Every Kitchen Needs One

And I'll take two. Not in my wildest dreams unfortunately. But any of these posters would trump the somber Schiele reproduction we bought for our kitchen. Four hundred food- and wine-related vintage posters will go under the hammer in New York on February 12. Hosting this sale is  Poster Auctions International and it should be a smorgasbord of food and drink advertising. The culinary arts will be celebrated through posters from the eras of Art Nouveau, Art Deco and Modern design. 

150 years of gastronomy will be covered in these original advertisements for wine, beer, liqueur and chocolate plus a myriad of other household staples. Some of these iconic images include those designed by Cappiello, Nizzoli’s Campari poster, menu designs by Alphonse Mucha, and a unique image by Henri de Toulouse-Lautrec for a celebratory banquet. Wonder how much that will go for?

This show will be on view, free to the public beginning Friday, January 27 through Saturday, February 11. For those of us not lucky enough to live in NYC the 160-page catalogue ($40) is available at www.posterauctions.com.  

Vintage posters can also be purchased through the auction' parent site, The International Poster Center. Prices range from the low thousands to the many thousands. Trial proofs of Toulouse-Lautrecs iconic posters are offered in the $30,000 range

Although without a website in this day and age, Alternative Arts at 491 Bloor Street West in Toronto have catalogues upon catalogues of reproductions of this stuff. I'm guessing the end result would be cheaper. Just guessing. Another website for vintage art posters is vintagearte.artehouse.com and there are thousands to pick from at allposters.ca. 

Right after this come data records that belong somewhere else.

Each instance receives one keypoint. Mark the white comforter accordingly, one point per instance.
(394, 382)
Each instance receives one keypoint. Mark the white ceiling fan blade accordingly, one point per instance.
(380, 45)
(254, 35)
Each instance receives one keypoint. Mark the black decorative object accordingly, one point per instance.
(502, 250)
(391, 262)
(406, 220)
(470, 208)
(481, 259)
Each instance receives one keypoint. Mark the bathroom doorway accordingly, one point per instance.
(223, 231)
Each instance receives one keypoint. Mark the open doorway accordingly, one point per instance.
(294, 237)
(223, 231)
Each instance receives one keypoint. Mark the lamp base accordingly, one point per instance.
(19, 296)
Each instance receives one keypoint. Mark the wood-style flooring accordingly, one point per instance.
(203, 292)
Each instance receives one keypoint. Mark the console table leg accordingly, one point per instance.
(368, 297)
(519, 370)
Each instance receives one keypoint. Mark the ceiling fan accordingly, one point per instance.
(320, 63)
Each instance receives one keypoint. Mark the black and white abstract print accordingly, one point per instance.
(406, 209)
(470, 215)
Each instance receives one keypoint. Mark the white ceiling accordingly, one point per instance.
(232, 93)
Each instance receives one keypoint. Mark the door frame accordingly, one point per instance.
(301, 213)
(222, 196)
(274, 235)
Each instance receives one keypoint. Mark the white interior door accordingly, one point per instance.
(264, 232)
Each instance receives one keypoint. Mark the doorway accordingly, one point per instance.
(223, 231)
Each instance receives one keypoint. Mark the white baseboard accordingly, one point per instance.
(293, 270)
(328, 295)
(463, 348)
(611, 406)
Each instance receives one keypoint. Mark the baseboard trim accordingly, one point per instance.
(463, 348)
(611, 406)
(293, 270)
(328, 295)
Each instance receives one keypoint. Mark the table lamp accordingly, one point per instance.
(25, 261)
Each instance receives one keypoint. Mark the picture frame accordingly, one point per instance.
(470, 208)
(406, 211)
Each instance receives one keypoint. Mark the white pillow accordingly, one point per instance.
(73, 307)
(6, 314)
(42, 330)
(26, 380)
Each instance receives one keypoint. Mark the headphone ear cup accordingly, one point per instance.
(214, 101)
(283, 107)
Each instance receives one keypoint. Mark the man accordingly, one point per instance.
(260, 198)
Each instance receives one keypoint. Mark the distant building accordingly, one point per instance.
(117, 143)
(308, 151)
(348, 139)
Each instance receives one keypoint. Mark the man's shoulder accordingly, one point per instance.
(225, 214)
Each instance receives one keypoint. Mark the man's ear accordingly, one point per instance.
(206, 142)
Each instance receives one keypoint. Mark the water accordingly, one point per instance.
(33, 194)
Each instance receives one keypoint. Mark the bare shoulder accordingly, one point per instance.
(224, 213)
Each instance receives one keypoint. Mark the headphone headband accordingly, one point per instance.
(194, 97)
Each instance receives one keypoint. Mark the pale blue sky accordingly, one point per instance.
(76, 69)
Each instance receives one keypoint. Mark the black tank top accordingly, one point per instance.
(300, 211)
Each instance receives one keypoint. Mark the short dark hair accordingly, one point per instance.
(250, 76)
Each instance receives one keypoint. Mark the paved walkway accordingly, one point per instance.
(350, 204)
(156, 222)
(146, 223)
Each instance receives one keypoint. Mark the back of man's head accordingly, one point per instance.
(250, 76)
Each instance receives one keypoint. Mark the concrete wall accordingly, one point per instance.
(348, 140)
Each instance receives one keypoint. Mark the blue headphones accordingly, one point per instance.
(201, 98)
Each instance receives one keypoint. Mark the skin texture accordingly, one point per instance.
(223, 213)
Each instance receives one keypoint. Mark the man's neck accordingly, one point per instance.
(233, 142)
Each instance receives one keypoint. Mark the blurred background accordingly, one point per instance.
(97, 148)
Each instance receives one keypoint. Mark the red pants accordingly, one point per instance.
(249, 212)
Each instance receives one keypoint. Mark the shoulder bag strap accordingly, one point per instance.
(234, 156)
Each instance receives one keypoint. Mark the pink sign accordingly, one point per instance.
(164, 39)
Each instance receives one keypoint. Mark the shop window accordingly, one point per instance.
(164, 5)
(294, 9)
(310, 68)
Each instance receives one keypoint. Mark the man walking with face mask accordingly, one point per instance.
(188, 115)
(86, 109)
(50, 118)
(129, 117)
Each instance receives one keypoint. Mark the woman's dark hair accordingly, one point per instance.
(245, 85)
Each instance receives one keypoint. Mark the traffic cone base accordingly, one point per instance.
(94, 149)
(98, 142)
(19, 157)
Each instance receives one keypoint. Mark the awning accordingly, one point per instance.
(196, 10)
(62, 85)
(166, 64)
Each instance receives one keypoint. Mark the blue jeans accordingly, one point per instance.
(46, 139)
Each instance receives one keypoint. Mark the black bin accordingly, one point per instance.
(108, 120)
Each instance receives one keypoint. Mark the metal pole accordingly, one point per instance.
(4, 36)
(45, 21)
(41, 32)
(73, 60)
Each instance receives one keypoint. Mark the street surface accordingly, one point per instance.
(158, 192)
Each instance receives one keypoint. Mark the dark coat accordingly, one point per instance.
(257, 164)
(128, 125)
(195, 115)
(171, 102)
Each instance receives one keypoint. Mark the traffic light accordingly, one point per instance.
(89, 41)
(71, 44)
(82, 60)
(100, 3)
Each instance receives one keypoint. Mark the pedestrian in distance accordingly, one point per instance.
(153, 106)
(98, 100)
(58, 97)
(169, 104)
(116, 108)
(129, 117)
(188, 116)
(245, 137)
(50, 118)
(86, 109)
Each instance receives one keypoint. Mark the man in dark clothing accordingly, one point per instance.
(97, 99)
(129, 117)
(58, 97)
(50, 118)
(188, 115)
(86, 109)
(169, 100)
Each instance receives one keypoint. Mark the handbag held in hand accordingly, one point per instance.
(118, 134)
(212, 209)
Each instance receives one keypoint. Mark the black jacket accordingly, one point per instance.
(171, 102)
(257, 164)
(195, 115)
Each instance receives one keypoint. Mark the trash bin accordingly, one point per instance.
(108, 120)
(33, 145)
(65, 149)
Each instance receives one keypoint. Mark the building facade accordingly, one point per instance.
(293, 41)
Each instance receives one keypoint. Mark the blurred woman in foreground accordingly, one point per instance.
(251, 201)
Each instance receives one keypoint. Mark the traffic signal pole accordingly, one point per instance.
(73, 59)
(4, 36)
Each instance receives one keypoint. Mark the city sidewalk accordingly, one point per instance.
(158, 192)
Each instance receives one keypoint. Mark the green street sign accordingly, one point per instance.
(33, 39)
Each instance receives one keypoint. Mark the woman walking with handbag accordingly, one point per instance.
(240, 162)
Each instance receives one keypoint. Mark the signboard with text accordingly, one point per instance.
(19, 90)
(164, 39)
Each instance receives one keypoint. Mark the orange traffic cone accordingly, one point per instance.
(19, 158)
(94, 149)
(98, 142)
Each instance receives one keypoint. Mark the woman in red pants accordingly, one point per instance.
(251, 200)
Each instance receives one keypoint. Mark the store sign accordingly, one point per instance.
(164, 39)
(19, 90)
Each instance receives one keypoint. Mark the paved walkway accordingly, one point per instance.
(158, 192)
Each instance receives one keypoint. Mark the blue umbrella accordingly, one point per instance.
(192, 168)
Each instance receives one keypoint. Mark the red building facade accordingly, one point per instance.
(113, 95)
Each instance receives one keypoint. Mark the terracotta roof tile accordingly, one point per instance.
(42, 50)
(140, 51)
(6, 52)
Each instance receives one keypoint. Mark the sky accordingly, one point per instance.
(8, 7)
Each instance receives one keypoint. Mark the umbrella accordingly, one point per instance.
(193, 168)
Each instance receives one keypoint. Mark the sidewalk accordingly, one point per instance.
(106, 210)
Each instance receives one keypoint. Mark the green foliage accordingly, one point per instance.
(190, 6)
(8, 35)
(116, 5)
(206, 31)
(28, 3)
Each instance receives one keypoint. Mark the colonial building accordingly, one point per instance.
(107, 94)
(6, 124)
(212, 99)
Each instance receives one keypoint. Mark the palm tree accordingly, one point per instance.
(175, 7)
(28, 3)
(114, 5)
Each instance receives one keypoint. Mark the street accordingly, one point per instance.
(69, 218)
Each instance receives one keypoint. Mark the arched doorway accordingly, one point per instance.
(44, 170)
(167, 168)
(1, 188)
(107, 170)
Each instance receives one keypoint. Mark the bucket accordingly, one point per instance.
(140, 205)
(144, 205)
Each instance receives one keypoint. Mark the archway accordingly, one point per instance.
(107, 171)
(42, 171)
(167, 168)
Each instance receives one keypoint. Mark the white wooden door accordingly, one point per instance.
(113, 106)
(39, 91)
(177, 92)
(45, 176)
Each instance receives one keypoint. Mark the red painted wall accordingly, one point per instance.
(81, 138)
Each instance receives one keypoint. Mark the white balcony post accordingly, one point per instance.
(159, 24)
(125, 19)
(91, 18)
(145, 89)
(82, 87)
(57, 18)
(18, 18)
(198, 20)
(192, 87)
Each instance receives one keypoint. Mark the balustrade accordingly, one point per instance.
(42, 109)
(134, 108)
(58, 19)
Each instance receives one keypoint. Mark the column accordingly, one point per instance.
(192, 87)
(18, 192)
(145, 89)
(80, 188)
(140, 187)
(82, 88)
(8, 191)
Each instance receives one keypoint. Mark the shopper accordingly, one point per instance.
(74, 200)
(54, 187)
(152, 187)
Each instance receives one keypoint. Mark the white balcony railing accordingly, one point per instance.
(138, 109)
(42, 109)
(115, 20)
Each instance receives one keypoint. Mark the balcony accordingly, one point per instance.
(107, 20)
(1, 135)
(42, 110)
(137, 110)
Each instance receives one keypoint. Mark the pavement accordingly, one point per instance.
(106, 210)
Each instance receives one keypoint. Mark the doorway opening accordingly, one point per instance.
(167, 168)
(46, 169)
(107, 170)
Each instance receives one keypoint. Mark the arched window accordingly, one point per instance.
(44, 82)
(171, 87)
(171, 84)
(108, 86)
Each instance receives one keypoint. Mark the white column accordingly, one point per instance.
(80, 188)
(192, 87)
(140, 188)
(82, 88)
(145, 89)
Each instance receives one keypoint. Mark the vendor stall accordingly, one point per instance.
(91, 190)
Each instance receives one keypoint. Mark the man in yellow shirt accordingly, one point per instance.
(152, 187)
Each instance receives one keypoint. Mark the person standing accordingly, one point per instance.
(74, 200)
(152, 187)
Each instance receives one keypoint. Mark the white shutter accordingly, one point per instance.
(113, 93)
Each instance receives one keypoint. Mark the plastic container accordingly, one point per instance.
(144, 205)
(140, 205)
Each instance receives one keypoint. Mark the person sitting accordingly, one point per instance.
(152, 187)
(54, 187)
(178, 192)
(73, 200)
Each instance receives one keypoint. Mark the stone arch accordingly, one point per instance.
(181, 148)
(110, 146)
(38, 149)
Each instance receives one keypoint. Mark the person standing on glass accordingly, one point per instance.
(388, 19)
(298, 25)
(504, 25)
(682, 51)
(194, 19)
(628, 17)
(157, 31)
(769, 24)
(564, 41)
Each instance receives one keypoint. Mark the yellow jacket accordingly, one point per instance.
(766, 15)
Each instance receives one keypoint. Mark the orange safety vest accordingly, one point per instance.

with thanks to artdaily.com for the images and the original article


Kathy Bischoping said...

I like how the maitre d' has a hectic flush and his apron, like a genie from a bottle.

Jenny Woolf said...

Don't know if it is my imagination but posters today are rarely as visually inventive as these. What do you think?

The Clever Pup said...

I agree. They had to catch the eye without compromising design. I watched an hour long show on the type face Helvetica yesterday. Fascinating how much though goes into something so seemingly simple.